英文:
Optimise this function -- numpy broadcasting issue
问题
以下是已经翻译好的部分:
import numpy as np
def contains(u, min, max, dim, strict = True):
u = np.array(u).reshape(-1 ,dim)
if strict:
return np.all((u > min) & (u < max), axis=1)
else:
return np.all((u >= min) & (u <= max), axis=1)
# Usage examples :
d = 4
min = np.random.uniform(size=d)*1/2
max = np.random.uniform(size=d)*1/2+1/2
u1 = np.random.uniform(size=d)
u2 = np.random.uniform(size=(100,d))
u3 = u2[np.repeat(False,100)]
contains(u1,min,max,d) # should return a boolean array of shape (1,)
contains(u2,min,max,d) # shape (100,)
contains(u3,min,max,d) # shape (0,)
英文:
I have a function contains
that check for a given 2D array u
if the box [min,max] contains each row of u
. I need it to reshape u
if needed, but the number of values of u
will always be a multiple of d
(can be zero);
I'm using the following snippet of code. This function run thousands of time. Can faster code be produced ? If you think so, any tips on how to ?
import numpy as np
def contains(u, min, max, dim, strict = True):
u = np.array(u).reshape(-1 ,dim)
if strict:
return np.all((u > min) & (u < max), axis=1)
else:
return np.all((u >= min) & (u <= max), axis=1)
# Usage examples :
d = 4
min = np.random.uniform(size=d)*1/2
max = np.random.uniform(size=d)*1/2+1/2
u1 = np.random.uniform(size=d)
u2 = np.random.uniform(size=(100,d))
u3 = u2[np.repeat(False,100)]
contains(u1,min,max,d) # should return a boolean array of shape (1,)
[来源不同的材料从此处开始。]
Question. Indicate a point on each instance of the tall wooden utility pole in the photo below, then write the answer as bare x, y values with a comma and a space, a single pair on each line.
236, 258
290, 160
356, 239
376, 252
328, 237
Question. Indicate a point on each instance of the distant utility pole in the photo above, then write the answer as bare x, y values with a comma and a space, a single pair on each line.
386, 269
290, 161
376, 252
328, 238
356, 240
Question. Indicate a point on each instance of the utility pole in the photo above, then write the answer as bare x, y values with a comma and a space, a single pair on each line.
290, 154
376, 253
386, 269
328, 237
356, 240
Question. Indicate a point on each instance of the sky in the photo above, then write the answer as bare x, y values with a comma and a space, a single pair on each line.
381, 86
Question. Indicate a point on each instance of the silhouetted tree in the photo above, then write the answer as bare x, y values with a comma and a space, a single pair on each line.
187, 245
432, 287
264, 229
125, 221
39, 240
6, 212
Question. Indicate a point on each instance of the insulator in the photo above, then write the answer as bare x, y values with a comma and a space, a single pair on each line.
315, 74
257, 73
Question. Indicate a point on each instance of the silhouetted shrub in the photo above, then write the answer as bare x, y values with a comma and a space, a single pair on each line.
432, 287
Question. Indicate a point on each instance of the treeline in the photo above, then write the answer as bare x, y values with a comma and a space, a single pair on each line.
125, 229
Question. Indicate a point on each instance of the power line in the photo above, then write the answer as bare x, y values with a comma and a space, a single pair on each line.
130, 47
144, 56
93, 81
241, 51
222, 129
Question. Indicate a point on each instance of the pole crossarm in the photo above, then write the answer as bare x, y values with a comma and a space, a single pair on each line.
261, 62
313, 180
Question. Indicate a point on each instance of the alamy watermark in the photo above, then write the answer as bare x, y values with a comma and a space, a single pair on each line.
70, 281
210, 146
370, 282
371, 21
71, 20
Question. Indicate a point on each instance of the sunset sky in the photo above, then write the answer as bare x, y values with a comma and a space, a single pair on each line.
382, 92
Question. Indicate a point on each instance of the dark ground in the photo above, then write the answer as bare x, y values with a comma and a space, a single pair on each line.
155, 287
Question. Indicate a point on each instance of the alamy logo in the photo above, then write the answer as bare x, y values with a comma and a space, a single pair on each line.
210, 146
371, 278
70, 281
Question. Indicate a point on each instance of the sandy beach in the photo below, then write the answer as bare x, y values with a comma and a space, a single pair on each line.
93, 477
contains(u2,min,max,d) # shape (100,)
contains(u3,min,max,d) # shape (0,)
答案1
得分: 3
以下是您提供的代码的中文翻译:
瓶颈最终出现在np.all()
调用内部。
可以使用Numba来加速,如下所示:
import numpy as np
import numba as nb
@nb.jit(nopython=True)
def contains_nb(arr, a_arr, b_arr):
m = a_arr.size
arr = arr.reshape(-1, m)
n = arr.shape[0]
result = np.ones(n, dtype=np.bool8)
for i in range(n):
for j in range(m):
if not a_arr[j] < arr[i, j] < b_arr[j]:
result[i] = False
break
return result
这与NumPy解决方案相比:
import numpy as np
def contains_np(arr, a_arr, b_arr):
m = a_arr.size
arr = arr.reshape(-1, m)
return np.all((arr >= a_arr) & (arr <= b_arr), axis=1)
我对您的方法进行了一些简化(我省略了dim
和strict
参数,因为dim
是多余的,可以从a_arr
或b_arr
的大小中推断出,而strict
参数对解决方案没有太多影响,但可以轻松重新引入)。
我还假设输入已经始终是NumPy数组。
另外,NumPy解决方案可以修改为使用numexpr
,这将导致第三种方法。这将带来一些调用开销,但可以加速计算,例如:
import numpy as np
import numexpr as ne
def contains_ne(arr, a_arr, b_arr):
m = a_arr.size
arr = arr.reshape(-1, m)
result = ne.evaluate('(arr >= a_arr) & (arr <= b_arr)')
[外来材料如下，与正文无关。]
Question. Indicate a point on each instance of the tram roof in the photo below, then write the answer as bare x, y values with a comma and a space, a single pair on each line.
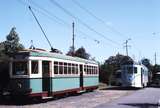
42, 53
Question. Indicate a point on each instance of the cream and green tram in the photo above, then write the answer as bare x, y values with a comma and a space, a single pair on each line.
42, 73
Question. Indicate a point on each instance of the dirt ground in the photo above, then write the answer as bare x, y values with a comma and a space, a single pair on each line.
84, 100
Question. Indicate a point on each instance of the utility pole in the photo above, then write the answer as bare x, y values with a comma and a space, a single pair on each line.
73, 35
126, 46
155, 58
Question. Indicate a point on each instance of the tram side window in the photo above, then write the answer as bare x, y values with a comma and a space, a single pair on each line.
60, 67
76, 68
130, 70
20, 68
55, 67
34, 67
65, 68
135, 69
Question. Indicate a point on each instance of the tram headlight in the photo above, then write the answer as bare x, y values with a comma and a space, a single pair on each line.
19, 85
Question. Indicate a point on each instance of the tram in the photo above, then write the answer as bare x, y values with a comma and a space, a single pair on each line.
134, 75
43, 74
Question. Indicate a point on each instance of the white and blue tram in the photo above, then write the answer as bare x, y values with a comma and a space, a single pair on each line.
42, 73
134, 75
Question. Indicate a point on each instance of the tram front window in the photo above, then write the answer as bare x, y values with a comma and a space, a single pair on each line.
20, 68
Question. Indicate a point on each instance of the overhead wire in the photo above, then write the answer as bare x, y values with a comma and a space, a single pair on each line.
83, 23
50, 16
98, 18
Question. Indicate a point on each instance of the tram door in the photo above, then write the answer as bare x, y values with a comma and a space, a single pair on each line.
81, 76
142, 77
46, 76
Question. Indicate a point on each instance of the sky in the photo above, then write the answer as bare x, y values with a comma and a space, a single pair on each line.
111, 22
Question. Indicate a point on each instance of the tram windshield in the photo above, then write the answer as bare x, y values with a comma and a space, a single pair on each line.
130, 70
20, 68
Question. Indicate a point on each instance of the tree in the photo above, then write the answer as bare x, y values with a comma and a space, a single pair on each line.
70, 52
151, 68
12, 45
111, 65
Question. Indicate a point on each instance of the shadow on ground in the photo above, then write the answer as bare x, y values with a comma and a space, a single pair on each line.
141, 105
120, 88
19, 101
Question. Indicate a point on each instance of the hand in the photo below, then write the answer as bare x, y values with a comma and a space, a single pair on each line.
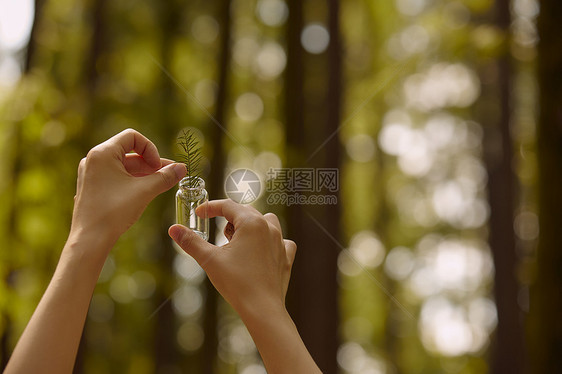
115, 187
254, 267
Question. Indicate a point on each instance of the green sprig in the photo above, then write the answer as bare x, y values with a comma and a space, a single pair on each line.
190, 155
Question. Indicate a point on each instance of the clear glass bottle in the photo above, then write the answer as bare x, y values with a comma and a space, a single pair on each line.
190, 195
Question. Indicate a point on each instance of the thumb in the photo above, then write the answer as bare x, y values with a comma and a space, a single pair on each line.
191, 243
165, 178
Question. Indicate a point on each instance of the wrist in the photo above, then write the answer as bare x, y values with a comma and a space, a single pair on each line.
262, 310
89, 246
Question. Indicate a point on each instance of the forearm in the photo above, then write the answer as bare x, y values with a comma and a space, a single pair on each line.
50, 341
278, 341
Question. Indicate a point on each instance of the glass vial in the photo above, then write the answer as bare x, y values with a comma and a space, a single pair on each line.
190, 195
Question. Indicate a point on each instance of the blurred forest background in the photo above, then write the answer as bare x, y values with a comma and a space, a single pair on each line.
444, 118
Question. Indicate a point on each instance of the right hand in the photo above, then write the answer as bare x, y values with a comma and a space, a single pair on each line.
254, 267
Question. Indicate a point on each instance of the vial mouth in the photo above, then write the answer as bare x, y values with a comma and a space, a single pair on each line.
192, 183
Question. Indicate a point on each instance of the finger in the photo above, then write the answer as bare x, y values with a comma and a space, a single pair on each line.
229, 231
163, 179
132, 140
80, 179
272, 219
291, 249
227, 208
136, 165
191, 243
166, 161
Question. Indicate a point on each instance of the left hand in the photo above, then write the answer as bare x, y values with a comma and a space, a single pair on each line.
114, 187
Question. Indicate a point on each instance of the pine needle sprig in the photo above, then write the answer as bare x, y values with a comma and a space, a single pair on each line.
190, 155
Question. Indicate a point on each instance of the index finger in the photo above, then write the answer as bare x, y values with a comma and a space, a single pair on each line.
227, 208
132, 140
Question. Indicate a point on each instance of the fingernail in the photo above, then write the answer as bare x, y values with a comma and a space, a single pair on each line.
180, 170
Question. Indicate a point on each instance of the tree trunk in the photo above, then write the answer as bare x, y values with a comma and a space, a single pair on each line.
546, 292
165, 326
216, 182
507, 349
315, 228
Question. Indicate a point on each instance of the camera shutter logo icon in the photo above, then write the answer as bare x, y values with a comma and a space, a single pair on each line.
243, 186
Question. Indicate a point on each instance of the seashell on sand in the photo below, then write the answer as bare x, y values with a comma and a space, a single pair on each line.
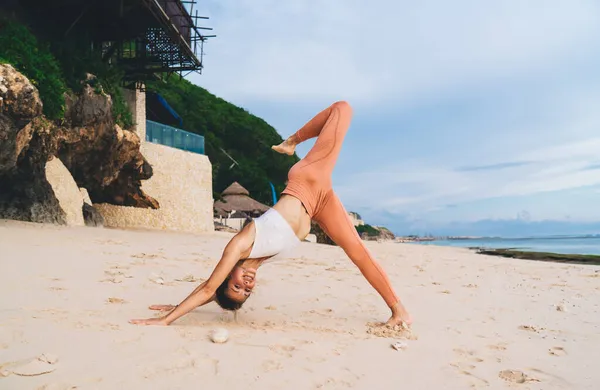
399, 345
219, 335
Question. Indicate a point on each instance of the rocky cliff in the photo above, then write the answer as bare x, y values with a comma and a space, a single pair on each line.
101, 157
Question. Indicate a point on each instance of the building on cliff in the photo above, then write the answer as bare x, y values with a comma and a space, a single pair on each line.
167, 184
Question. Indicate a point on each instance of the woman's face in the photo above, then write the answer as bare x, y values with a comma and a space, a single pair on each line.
241, 283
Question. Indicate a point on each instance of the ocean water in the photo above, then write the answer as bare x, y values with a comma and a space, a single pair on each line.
567, 245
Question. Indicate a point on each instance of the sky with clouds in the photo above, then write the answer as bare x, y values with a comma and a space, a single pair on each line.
465, 112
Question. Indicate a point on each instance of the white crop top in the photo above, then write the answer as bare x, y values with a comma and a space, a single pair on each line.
273, 235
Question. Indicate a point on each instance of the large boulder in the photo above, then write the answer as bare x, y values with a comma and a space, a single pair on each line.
102, 157
66, 192
99, 155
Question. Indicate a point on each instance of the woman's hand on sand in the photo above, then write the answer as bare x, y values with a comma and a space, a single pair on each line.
150, 321
162, 307
398, 320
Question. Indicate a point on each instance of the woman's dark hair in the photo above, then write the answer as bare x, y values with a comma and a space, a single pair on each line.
223, 300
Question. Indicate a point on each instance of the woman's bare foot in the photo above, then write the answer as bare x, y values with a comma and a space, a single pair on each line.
400, 316
286, 147
162, 307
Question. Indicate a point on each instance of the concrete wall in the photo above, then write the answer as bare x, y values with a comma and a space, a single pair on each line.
136, 101
182, 184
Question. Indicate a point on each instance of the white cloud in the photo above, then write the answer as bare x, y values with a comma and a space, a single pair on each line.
371, 51
386, 55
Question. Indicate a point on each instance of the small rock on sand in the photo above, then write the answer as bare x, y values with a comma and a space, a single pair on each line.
43, 364
516, 376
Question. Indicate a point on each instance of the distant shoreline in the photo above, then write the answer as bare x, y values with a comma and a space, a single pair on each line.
540, 256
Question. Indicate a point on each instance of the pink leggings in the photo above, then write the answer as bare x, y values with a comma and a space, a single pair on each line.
310, 181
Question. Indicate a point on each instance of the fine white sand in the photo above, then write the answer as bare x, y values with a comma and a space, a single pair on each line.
67, 295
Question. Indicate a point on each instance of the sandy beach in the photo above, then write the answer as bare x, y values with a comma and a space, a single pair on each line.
480, 322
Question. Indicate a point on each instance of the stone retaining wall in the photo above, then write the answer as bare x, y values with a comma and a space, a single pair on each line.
182, 184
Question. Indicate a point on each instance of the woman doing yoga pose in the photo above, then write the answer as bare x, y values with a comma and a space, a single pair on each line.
307, 196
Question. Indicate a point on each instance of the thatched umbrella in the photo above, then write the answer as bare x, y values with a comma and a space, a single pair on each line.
237, 198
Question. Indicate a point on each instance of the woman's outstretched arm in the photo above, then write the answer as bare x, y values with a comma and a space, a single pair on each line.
237, 247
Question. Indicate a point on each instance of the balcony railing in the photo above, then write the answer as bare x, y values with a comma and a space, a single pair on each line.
174, 137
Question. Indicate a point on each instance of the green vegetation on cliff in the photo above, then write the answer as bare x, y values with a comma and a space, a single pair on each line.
229, 128
57, 67
20, 48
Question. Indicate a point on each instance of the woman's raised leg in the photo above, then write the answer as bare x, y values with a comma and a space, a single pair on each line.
330, 126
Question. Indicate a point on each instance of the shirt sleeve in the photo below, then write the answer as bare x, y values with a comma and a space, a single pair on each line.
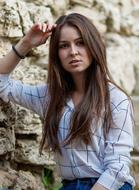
34, 98
119, 144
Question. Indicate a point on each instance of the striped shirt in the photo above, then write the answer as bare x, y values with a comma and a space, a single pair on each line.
107, 159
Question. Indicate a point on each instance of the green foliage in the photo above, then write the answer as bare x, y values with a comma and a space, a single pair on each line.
48, 180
return np.all(result, axis=1)
可以获得以下性能基准数据:
这表明Numba解决方案始终是最快的。
相反,使用numexpr
似乎对探索的参数范围没有好处。
(完整的基准数据可在此处获得)
英文:
(EDITED: to fix the timing measurement issue raised by @max9111 in the comments, and to include a numexpr
-modified solution).
The bottleneck would eventually be within the np.all()
call.
This could be sped up with Numba like the following:
import numpy as np
import numba as nb
@nb.jit(nopython=True)
def contains_nb(arr, a_arr, b_arr):
m = a_arr.size
arr = arr.reshape(-1, m)
n = arr.shape[0]
result = np.ones(n, dtype=np.bool8)
for i in range(n):
for j in range(m):
if not a_arr[j] < arr[i, j] < b_arr[j]:
result[i] = False
break
return result
This is compared to the NumPy solution:
import numpy as np
def contains_np(arr, a_arr, b_arr):
m = a_arr.size
arr = arr.reshape(-1, m)
return np.all((arr >= a_arr) & (arr <= b_arr), axis=1)
which I simplified a bit over your approach (I have omitted dim
and strict
parameters, since dim
is redundant, as it can be inferred from a_arr
or b_arr
sizes, while the strict
parameter does not add much to the solution, but it can be easily reintroduced).
I also assume that the input is already always a NumPy array.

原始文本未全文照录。